Niall Hobhouse, Fifty-One Flowers - Botanical Watercolours from Bengal, exhibition catalogue, Colnaghi, London, 2006, nos.1, 12, 35, 38, 45, 51. 
Colnaghi, Fifty-One Flowers - Botanical Watercolours from Bengal, London, May 2006. 


the first inscribed ‘Monandria Monogynia. / Costus arabicus of Linnaus’ at lower left and ‘Khaoo.’ at lower centre;

the second inscribed ‘Pentandria Monogynia. / Ipomea tuberculata of Buchanan.’ at lower left on the recto, the verso inscribed in pencil by Francis Buchanan ‘No 4 / Pentandria monogyria / Ipomia tuberculata Buch:/ it seems to be the same with no 17.’;

the third inscribed ‘Polygamia Monoccia. {Sterculia fomes of Buchanan / Heritiera litoralis of Aiton.}’ at lower left, and ‘Soondrie.’ at lower centre;

the fourth inscribed 'Monadelphia Polyandria. / Buncaposs. Hibiscus vitifolius, of Linnaus.’ at lower right;

the fifth inscribed ‘Indian Camomile.’ at upper centre, ‘Goolly dauoody.’ at lower centre, and ‘Syngenesia P.Superflua. / Chrysanthemum indicum of Linnous.’ at lower right;

the sixth inscribed ‘Species of small Orange.’ at upper centre, ‘Dioceia Polyandria.’ at lower left, and ‘Nauranga.

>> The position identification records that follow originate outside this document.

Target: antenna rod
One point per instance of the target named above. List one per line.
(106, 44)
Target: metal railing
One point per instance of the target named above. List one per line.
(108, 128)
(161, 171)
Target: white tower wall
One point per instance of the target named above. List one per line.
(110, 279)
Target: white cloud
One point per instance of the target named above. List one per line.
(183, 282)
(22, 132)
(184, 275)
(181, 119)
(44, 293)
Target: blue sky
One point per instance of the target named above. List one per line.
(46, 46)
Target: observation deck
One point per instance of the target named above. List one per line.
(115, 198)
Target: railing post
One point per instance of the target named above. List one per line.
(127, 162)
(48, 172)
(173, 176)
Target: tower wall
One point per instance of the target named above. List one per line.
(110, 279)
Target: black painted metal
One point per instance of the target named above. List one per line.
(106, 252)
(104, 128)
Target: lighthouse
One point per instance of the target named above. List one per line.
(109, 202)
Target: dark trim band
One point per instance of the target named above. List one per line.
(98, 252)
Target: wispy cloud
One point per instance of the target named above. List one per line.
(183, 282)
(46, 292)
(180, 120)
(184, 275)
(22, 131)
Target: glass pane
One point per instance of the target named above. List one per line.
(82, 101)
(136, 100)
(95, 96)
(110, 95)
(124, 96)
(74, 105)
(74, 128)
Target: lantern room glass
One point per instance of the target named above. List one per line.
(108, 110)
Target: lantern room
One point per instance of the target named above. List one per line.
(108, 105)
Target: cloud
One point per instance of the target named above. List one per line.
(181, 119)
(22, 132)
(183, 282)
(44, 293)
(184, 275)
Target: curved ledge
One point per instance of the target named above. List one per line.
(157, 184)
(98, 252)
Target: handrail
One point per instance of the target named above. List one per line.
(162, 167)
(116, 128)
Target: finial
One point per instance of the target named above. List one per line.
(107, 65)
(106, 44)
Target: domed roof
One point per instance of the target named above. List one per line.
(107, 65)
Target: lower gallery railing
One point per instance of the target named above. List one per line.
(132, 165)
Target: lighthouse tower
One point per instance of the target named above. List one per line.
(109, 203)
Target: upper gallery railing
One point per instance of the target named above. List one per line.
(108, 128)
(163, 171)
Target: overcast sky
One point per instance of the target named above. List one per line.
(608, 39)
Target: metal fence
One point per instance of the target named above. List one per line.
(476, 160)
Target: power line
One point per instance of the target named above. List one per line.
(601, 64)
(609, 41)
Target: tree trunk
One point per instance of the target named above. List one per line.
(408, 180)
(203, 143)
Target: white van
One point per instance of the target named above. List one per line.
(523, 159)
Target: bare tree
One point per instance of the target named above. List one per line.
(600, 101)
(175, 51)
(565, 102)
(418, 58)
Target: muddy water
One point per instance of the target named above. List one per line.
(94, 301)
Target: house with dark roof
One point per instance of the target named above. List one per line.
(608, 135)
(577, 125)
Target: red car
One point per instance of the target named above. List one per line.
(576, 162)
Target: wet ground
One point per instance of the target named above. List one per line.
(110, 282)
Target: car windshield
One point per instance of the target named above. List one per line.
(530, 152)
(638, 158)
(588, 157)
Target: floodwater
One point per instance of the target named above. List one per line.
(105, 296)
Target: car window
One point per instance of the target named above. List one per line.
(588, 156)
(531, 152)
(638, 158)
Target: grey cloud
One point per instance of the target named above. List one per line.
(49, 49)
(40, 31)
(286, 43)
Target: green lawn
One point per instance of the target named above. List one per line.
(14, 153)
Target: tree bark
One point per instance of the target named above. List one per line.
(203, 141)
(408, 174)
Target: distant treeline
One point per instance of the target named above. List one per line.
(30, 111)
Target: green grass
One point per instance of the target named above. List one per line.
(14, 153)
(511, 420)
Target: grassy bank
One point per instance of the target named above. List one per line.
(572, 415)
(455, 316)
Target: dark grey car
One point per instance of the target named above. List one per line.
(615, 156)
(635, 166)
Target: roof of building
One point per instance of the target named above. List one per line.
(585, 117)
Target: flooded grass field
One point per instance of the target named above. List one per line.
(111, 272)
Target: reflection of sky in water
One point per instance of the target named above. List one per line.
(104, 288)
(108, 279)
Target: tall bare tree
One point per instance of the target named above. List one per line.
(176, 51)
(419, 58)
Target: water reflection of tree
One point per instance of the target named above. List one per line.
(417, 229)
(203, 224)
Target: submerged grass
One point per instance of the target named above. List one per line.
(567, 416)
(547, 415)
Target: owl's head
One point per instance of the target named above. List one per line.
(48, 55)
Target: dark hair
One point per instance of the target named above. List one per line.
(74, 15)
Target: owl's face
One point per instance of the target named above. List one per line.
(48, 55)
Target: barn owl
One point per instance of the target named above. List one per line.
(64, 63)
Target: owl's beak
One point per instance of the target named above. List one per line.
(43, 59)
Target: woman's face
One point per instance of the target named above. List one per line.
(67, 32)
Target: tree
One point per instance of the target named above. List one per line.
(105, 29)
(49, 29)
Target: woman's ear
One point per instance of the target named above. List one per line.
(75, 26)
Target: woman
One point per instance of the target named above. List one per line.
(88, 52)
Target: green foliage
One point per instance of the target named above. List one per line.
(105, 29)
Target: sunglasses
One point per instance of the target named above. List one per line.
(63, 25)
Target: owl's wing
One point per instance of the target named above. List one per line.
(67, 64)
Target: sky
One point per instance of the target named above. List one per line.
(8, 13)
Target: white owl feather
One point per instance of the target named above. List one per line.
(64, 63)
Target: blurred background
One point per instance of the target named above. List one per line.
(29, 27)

Surugada glabra, of Roxburgh.’ at lower right.

The detailed and carefully executed drawings in the present lot are the work of local Indian artists trained in the Mughal tradition who had migrated from provincial courts to seek European patronage in the late eighteenth/early nineteenth century. The drawings were probably made at the Botanic Garden at Sibpur, on the west bank of the Hooghly near Calcutta, set up by the East India Company. Botany had become a fashionable hobby in the late eighteenth century, partly because of the work of Carl von Linné, a Swedish botanist also known as Carolus Linnaeus (1707-78), who had created a new system of classifying plants. This led to an increase in the production of lavishly illustrated publications in Britain depicting large botanical studies with minimal text.

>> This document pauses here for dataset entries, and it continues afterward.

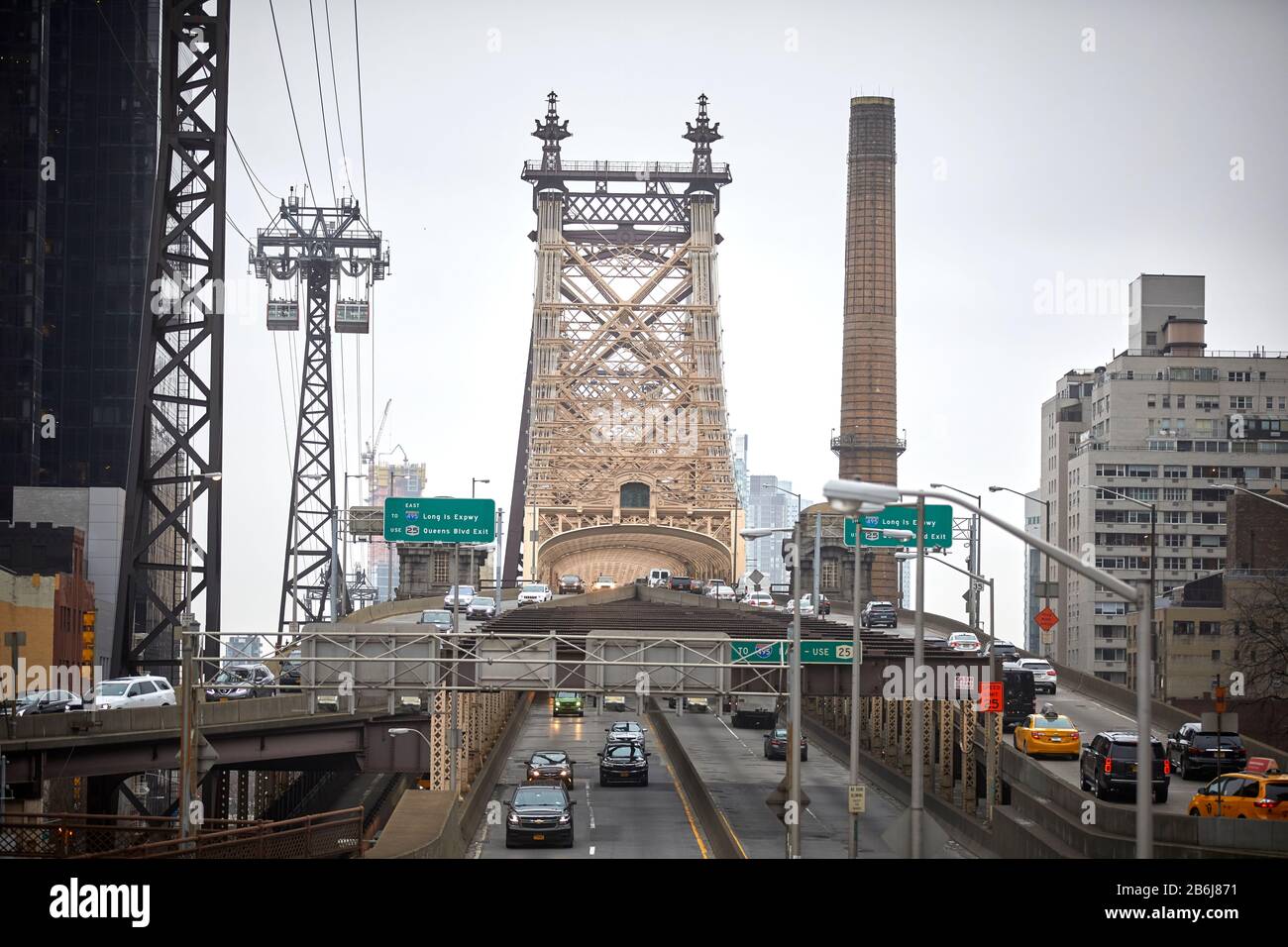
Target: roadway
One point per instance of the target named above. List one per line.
(608, 821)
(733, 767)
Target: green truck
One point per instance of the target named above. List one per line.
(567, 702)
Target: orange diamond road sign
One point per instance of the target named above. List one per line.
(1046, 618)
(991, 697)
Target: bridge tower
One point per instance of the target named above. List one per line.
(623, 459)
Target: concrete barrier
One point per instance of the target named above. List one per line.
(715, 827)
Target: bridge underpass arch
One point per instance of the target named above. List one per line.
(629, 552)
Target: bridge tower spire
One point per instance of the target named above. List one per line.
(622, 463)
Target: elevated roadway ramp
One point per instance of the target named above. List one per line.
(651, 821)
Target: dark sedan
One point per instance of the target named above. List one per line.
(549, 764)
(776, 745)
(50, 702)
(622, 763)
(1196, 753)
(539, 814)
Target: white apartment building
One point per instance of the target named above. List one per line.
(1159, 423)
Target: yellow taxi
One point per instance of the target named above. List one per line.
(1047, 735)
(1260, 791)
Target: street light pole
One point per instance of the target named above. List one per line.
(845, 495)
(1046, 560)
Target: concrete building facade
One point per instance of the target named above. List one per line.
(1158, 424)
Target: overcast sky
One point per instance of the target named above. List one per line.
(1093, 141)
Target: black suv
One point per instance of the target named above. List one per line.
(539, 813)
(1108, 766)
(622, 763)
(1194, 753)
(879, 613)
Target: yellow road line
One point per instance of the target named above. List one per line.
(688, 812)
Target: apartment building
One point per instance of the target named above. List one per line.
(1157, 425)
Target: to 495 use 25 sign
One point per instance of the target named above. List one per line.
(439, 519)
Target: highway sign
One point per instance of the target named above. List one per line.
(938, 532)
(1046, 618)
(858, 799)
(992, 697)
(439, 519)
(756, 652)
(776, 652)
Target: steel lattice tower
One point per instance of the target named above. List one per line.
(316, 245)
(178, 402)
(623, 449)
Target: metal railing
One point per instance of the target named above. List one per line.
(72, 834)
(322, 835)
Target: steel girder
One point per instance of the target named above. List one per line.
(318, 245)
(178, 402)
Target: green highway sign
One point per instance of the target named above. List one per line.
(776, 654)
(756, 652)
(939, 526)
(439, 519)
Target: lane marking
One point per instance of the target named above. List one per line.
(688, 812)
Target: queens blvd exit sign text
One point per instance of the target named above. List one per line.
(439, 519)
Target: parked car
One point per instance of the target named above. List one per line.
(459, 596)
(964, 642)
(720, 591)
(482, 608)
(1193, 753)
(142, 690)
(623, 763)
(567, 702)
(1047, 735)
(1043, 674)
(539, 813)
(535, 594)
(1260, 795)
(549, 764)
(626, 732)
(776, 745)
(1108, 766)
(239, 682)
(1004, 650)
(1019, 694)
(879, 615)
(50, 702)
(441, 620)
(658, 578)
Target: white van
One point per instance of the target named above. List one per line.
(658, 579)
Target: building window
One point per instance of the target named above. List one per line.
(635, 496)
(829, 578)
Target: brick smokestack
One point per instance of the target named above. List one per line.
(868, 445)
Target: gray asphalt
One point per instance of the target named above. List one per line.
(734, 770)
(608, 822)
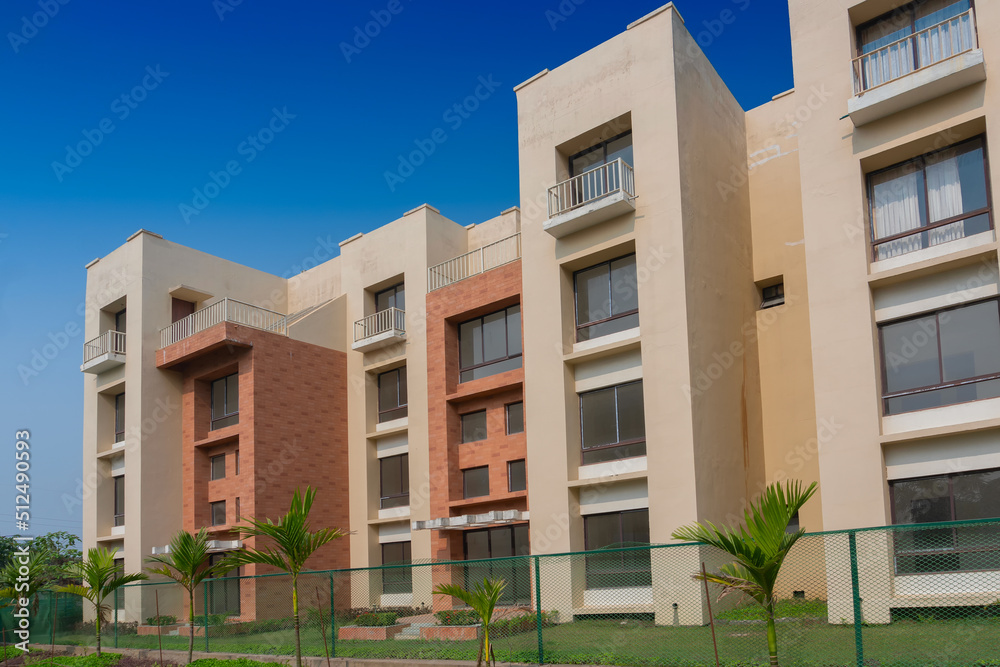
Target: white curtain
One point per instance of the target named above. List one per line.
(896, 195)
(944, 198)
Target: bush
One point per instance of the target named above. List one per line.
(457, 617)
(163, 620)
(377, 619)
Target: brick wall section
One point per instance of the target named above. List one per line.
(448, 400)
(292, 433)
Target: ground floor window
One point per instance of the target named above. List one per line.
(958, 497)
(501, 542)
(613, 531)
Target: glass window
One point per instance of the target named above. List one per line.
(218, 513)
(394, 297)
(392, 398)
(612, 423)
(607, 298)
(397, 579)
(120, 418)
(489, 345)
(948, 357)
(515, 418)
(617, 530)
(936, 198)
(476, 482)
(474, 426)
(226, 401)
(517, 479)
(218, 466)
(394, 475)
(958, 497)
(119, 508)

Four botanists are referred to in the inscriptions – Linnaeus, Buchanan, Aiton and Roxburgh. One of the drawings is inscribed on the reverse in pencil in the hand of Francis Buchanan (1762-1829) who was a surveyor of parts of the East Company’s territories. He was appointed personal physician to Lord Wellesley (Governor General of India, 1798-1805) in Calcutta in 1803 and subsequently put in charge of Wellesley’s private menagerie at Barrackpore, north of Calcutta. William Aiton (1731-93) was the official gardener at Kew Gardens under Sir Joseph Banks. William Roxburgh (1751-1815) took over as the Superintendent of the Sibpur botanical garden in 1793. He is known to have commissioned several Indian artists to produce watercolours of local flora.

These drawings were formerly in the collection of Edward Smith Stanley, 13th Earl of Derby (1775-1851). He was president of the Linnean Society in London from 1828 to 1834 and president of the London Zoological Society from 1831 to 1851. With a keen interest in natural history, he is known to have had a large collection of horticultural books, prints and drawings at Knowsley Hall, Merseyside. The drawings were mounted and bound in an album around 1810 when they were at Knowsley Hall. Eight other studies of flowers from the album were sold at Christie’s London, West ~ East – The Niall Hobhouse Collection, 22 May 2008, lot 360.